Die letzte größere polizeibekannte Keilerei gab’s im Mai 2003 im Volkspark Hasenheide – während des Rummelfestes. Damals sind rund 50 türkischstämmige Jugendliche auf eine größere Gruppe arabischstämmiger Jugendlicher mit Holzlatten, Schlagstöcken und Gaswaffen losgegangen. Es sei eine Schlacht zwischen „Neukölln und Kreuzberg“ gewesen, habe man ermittelt.Bandennamen wie „Hertzberg-Gang“ aus Neukölln und „Mittenwalder“ machten auch damals die Runde. Aber eigentlich, sagt Noack, seien diese Banden gar nicht mehr aktiv. Wenn diese Namen fallen, „dann meist von Jugendlichen, die anderen damit drohen und sich stark machen wollen, zu einer bestimmten Gang zu gehören“.

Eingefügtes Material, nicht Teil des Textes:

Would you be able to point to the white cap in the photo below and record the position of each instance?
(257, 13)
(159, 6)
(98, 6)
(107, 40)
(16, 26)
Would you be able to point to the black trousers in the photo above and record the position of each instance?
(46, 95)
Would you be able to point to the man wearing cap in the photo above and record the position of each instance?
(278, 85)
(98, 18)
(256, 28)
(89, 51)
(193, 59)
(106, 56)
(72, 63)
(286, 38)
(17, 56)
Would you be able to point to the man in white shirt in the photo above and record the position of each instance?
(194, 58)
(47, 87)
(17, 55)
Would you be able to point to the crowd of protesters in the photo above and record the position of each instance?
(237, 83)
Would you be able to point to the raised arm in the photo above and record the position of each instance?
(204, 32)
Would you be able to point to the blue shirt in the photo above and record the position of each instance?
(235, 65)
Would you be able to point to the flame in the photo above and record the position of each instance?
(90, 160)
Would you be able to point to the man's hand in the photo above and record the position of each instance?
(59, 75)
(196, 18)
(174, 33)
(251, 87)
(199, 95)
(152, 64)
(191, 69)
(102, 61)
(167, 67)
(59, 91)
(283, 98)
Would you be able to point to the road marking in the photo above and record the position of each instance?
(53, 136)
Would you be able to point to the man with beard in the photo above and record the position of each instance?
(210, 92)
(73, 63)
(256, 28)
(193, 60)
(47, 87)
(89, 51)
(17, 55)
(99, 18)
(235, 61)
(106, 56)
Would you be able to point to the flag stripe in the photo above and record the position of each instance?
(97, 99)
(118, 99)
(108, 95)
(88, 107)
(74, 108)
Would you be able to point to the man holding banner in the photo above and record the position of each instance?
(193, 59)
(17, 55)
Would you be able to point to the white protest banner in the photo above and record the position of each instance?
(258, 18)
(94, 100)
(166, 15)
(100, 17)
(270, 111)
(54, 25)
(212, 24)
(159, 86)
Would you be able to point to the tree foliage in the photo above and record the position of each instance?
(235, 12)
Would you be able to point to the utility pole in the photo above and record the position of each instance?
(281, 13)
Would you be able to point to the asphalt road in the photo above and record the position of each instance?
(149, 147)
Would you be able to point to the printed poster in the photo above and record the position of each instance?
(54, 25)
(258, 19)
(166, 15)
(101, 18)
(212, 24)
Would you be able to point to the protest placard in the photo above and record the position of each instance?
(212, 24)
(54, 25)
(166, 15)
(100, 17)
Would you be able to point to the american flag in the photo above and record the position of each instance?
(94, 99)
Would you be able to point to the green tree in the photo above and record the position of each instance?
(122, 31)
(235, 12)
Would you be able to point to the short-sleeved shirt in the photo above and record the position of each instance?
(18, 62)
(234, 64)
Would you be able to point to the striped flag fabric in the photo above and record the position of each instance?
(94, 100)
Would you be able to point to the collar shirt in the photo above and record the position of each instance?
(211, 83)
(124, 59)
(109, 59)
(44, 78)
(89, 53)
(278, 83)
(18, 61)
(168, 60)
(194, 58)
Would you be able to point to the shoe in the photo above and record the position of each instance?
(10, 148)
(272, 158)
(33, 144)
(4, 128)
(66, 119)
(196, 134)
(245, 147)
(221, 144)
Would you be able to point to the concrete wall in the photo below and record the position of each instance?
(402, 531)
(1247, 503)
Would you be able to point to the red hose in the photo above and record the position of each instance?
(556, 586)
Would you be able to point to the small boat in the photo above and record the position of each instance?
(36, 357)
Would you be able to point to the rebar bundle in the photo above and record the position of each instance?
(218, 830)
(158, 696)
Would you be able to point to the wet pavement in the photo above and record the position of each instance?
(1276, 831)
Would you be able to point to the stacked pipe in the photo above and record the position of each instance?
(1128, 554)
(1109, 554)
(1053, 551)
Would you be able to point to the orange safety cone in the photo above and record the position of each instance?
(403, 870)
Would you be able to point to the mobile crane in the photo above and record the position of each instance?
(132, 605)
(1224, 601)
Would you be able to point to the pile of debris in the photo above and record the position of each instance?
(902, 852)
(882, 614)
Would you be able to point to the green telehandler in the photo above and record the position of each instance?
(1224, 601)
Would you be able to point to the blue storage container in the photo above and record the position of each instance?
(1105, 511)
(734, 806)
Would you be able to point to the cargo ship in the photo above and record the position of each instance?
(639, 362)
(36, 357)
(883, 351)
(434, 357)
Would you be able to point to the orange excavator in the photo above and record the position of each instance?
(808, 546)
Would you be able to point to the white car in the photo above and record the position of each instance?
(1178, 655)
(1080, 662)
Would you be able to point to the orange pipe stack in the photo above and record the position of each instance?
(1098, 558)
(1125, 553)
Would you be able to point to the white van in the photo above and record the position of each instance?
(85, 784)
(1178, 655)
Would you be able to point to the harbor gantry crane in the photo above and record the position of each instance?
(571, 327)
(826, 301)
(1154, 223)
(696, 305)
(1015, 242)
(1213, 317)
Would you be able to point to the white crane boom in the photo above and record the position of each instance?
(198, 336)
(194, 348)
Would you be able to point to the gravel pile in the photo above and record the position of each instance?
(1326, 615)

Als „aus der Mode gekommen“ beschreibt auch Mike Reichel, Kommissariatsleiter für Straßenraub und Jugendgruppengewalt der Direktion 1, das Phänomen der Jugendbanden. Er ist unter anderem zuständig für den Bereich Wedding und Moabit. Inspiriert durch den Film „The Warriors“ sei es damals „schick“ gewesen, sich in einer Bande zusammenzufinden und dies auch durch Aufnäher an den Jacken nach außen zu zeigen. Doch das habe sich schnell geändert. „Durch die Identifikationsmöglichkeiten über die Jacken kam die Polizei Straftätern schnell auf die Spur“, sagt Mike Reichel.